Background
I have some code that performs batch HTML page processing using content from one specific host. It tries to make a large number (~400) of simultaneous HTTP requests using HttpClient
. I believe that the maximum number of simultaneous connections is restricted by ServicePointManager.DefaultConnectionLimit
, so I'm not applying my own concurrency restrictions.

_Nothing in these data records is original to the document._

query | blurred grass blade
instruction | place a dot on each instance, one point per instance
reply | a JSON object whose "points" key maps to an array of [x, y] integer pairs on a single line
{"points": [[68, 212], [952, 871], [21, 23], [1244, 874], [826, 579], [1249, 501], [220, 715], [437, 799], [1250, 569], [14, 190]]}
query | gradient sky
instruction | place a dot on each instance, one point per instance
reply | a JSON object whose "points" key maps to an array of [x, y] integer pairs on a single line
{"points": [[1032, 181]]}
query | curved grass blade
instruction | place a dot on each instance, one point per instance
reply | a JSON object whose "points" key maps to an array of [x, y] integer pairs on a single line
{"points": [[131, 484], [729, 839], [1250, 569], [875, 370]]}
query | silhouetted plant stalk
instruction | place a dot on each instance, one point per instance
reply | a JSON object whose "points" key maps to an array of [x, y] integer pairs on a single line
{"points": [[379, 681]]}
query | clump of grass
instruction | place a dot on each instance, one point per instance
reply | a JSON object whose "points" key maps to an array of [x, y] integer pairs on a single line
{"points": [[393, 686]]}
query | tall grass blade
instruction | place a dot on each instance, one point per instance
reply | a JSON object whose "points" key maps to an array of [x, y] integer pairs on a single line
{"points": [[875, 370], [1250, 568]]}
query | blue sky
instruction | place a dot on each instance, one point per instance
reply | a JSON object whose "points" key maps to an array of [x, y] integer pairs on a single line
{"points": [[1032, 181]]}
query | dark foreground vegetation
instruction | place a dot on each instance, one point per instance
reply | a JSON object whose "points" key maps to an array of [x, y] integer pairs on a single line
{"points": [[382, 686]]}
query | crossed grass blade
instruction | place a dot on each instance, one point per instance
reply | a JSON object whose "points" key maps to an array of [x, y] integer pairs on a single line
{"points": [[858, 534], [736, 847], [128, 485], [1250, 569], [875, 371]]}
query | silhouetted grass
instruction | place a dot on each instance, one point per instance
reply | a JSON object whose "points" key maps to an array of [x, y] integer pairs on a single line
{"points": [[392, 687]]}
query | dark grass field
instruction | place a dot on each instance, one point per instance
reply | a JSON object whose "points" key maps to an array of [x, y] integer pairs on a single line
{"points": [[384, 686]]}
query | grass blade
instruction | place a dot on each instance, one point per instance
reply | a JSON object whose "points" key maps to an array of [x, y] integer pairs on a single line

After sending all of the requests asynchronously to HttpClient
using Task.WhenAll
, the entire batch operation can be cancelled using CancellationTokenSource
and CancellationToken
. The progress of the operation is viewable via a user interface, and a button can be clicked to perform the cancellation.
Problem
The call to CancellationTokenSource.Cancel()
blocks for roughly 5 - 30 seconds. This causes the user interface to freeze. Is suspect that this occurs because the method is calling the code that registered for cancellation notification.
What I've Considered
- Limiting the number of simultaneous HTTP request tasks. I consider this a work-around because
HttpClient
already seems to queue excess requests itself. - Performing the
CancellationTokenSource.Cancel()
method call in a non-UI thread. This didn't work too well; the task didn't actually run until most of the others had finished. I think anasync
version of the method would work well, but I couldn't find one. Also, I have the impression that it's suitable to use the method in a UI thread.
Demonstration
Code
class Program
{
private const int desiredNumberOfConnections = 418;
static void Main(string[] args)
{
ManyHttpRequestsTest().Wait();
Console.WriteLine("Finished.");
Console.ReadKey();
}
private static async Task ManyHttpRequestsTest()
{
using (var client = new HttpClient())
using (var cancellationTokenSource = new CancellationTokenSource())
{
var requestsCompleted = 0;
using (var allRequestsStarted = new CountdownEvent(desiredNumberOfConnections))
{
Action reportRequestStarted = () => allRequestsStarted.Signal();
Action reportRequestCompleted = () => Interlocked.Increment(ref requestsCompleted);
Func<int, Task> getHttpResponse = index => GetHttpResponse(client, cancellationTokenSource.Token, reportRequestStarted, reportRequestCompleted);
var httpRequestTasks = Enumerable.Range(0, desiredNumberOfConnections).Select(getHttpResponse);
Console.WriteLine("HTTP requests batch being initiated");
var httpRequestsTask = Task.WhenAll(httpRequestTasks);
Console.WriteLine("Starting {0} requests (simultaneous connection limit of {1})", desiredNumberOfConnections, ServicePointManager.DefaultConnectionLimit);
allRequestsStarted.Wait();
Cancel(cancellationTokenSource);
await WaitForRequestsToFinish(httpRequestsTask);
}
Console.WriteLine("{0} HTTP requests were completed", requestsCompleted);
}
}
private static void Cancel(CancellationTokenSource cancellationTokenSource)
{
Console.Write("Cancelling...");
var stopwatch = Stopwatch.StartNew();
cancellationTokenSource.Cancel();
stopwatch.Stop();
Console.WriteLine("took {0} seconds", stopwatch.Elapsed.TotalSeconds);
}
private static async Task WaitForRequestsToFinish(Task httpRequestsTask)
{
Console.WriteLine("Waiting for HTTP requests to finish");
try
{
await httpRequestsTask;
}
catch (OperationCanceledException)
{
Console.WriteLine("HTTP requests were cancelled");
}
}
private static async Task GetHttpResponse(HttpClient client, CancellationToken cancellationToken, Action reportStarted, Action reportFinished)
{
var getResponse = client.GetAsync("http://www.google.com", cancellationToken);
reportStarted();
using (var response = await getResponse)
response.EnsureSuccessStatusCode();
reportFinished();
}
}
Output
Why does cancellation block for so long? Also, is there anything that I'm doing wrong or could be doing better?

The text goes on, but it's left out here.